As time went on, this became increasingly impossible. Put simply, the locals controlled the information flow to the center, and lied about what they could produce and what they did produce. Workers worked less than they could have, local bosses appropriated production to themselves, and the secret police couldn’t keep up, or became corrupted themselves. Absent accurate information, the central planners lost control. Everyone slacked off, corruption soared, production dropped, and the products produced were crap, especially the consumer goods. (The USSR remained able to produce some of the best military equipment right to the end.) Food production tumbled.
The second perspective is the geopolitical one. The USSR had less population than the Western alliance. It was faced with enemies on every side, while the US was isolated by sea from any possible assault and Europe only had to worry about attack from one direction. It had a smaller economy than its enemies. To keep up with its enemies militarily, it had to spend a larger percentage of its economic production than the West did. With a central position and a smaller economy, why would you think it wouldn’t crumble under the strain? I will note that Collins made this argument BEFORE it crumbled. By every normal “Great Power” metric, the USSR was weaker than its enemies. Fiscal strain is normal in such a situation, and it is to be expected that the economically weaker power will eventually lose. From a pure power perspective, and ignoring nuclear weapons, the USSR should have launched an all-out attack on Europe no later than the 70s.

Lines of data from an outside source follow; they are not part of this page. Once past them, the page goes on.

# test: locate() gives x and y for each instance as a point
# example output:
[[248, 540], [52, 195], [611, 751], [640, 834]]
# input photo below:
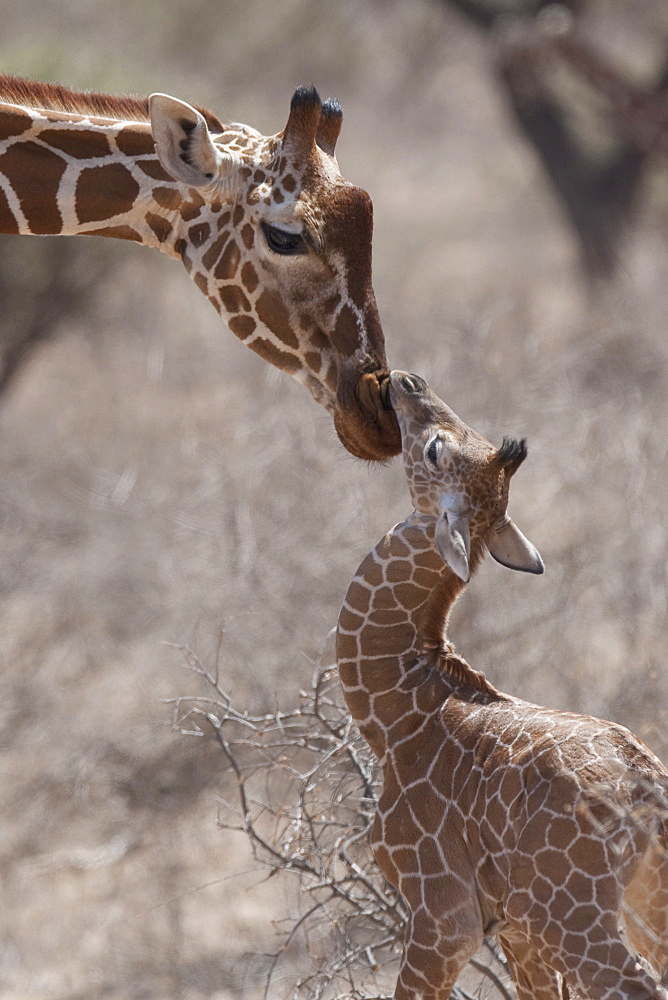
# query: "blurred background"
[[161, 486]]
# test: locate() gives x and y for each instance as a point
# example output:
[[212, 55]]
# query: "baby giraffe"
[[547, 829]]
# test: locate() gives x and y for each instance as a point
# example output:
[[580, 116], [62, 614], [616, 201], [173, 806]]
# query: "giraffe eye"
[[283, 242], [432, 451]]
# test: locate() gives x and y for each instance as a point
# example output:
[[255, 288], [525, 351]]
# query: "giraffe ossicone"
[[266, 226], [497, 817]]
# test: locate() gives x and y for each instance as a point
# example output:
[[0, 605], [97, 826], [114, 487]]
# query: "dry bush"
[[305, 794]]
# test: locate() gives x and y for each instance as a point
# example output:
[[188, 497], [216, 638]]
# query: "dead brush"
[[305, 793]]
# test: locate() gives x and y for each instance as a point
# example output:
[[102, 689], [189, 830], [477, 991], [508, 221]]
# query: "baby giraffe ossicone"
[[497, 817]]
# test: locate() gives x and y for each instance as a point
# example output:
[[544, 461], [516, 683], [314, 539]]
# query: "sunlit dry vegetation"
[[162, 488]]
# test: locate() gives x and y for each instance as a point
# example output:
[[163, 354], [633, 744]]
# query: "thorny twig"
[[307, 788]]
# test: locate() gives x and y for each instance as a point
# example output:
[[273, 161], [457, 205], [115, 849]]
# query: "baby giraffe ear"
[[510, 548], [453, 541], [183, 143]]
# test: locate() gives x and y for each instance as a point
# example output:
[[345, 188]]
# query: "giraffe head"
[[458, 477], [281, 245]]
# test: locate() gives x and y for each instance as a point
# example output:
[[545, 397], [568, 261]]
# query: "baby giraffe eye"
[[432, 451], [283, 242]]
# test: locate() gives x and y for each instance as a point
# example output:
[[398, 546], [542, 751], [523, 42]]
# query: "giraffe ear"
[[183, 143], [510, 548], [453, 541]]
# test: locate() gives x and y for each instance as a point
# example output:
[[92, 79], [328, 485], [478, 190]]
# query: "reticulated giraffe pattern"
[[266, 226], [544, 828]]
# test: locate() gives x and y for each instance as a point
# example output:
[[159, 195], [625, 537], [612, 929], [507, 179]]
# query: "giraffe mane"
[[54, 97]]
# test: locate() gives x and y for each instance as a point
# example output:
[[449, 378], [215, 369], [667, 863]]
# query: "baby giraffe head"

This is basic guns-and-butter economics, understood by Adam Smith. The more you spend on your military and your security apparatus, the more your civilian economy suffers, especially as the most brilliant scientists and engineers are hived off from civilian production. The longer this goes on, the more you suffer. If you’re facing economies that are much larger than yours, you’re screwed. And the US economy was the largest in the world starting in the late 19th century, let alone a recovered European one.
As the USSR failed under these twin problems, exacerbated by the bleeding ulcer of the Afghan war, they also suffered ideological decay: They stopped believing in their own form of government, and became less and less willing to kill for it. When push came to shove, rather than use the Red Army to maintain control (something it was still capable of doing), they didn’t believe in the USSR and the Warsaw Pact enough to do so.
Now let us turn to capitalism. The advantage of capitalism v. central planning, is that information is sent through prices, supply and demand. This information feedback, however, is still gameable by power blocs. The exact strategies are different than in a command economy, but the end result is the same. The West and the US are currently undergoing this exact problem. The entire financial crisis was about inaccurate feedback and broken feedback loops–it was about the financial and housing industries deliberately damaging the feedback system. Then, when it finally went off a cliff, they destroyed the capitalistic feedback system (which, when properly operating, forces companies into bankruptcy) by obtaining bailouts due to owning western governments.
There are myriad other problems with feedback in the developed world right now, from massive subsidies of corn and oil, to oligopolistic practices rife through telecom and insurance, to the runaway printing of money by banks, to the concealment of losses by mark to fantasy on bank books, to the complete inability and unwillingness to price in the effects of pollution and climate change.
The great problem with humans is that we lack time perspective. In a hundred years, when historians and whoever deals with economic issues look back (hopefully not economists as we understand them), they aren’t going to be that impressed that Western Capitalism outlasted Soviet Communism by forty or fifty years. Instead, they are going to look back and say that both were doomed, in large part, by their inability to manage the exact same problem. In both cases, the feedback systems which controlled economic production were so perverted by various internal power blocs that the societies were unable to reproduce the material circumstances necessary for their continuance.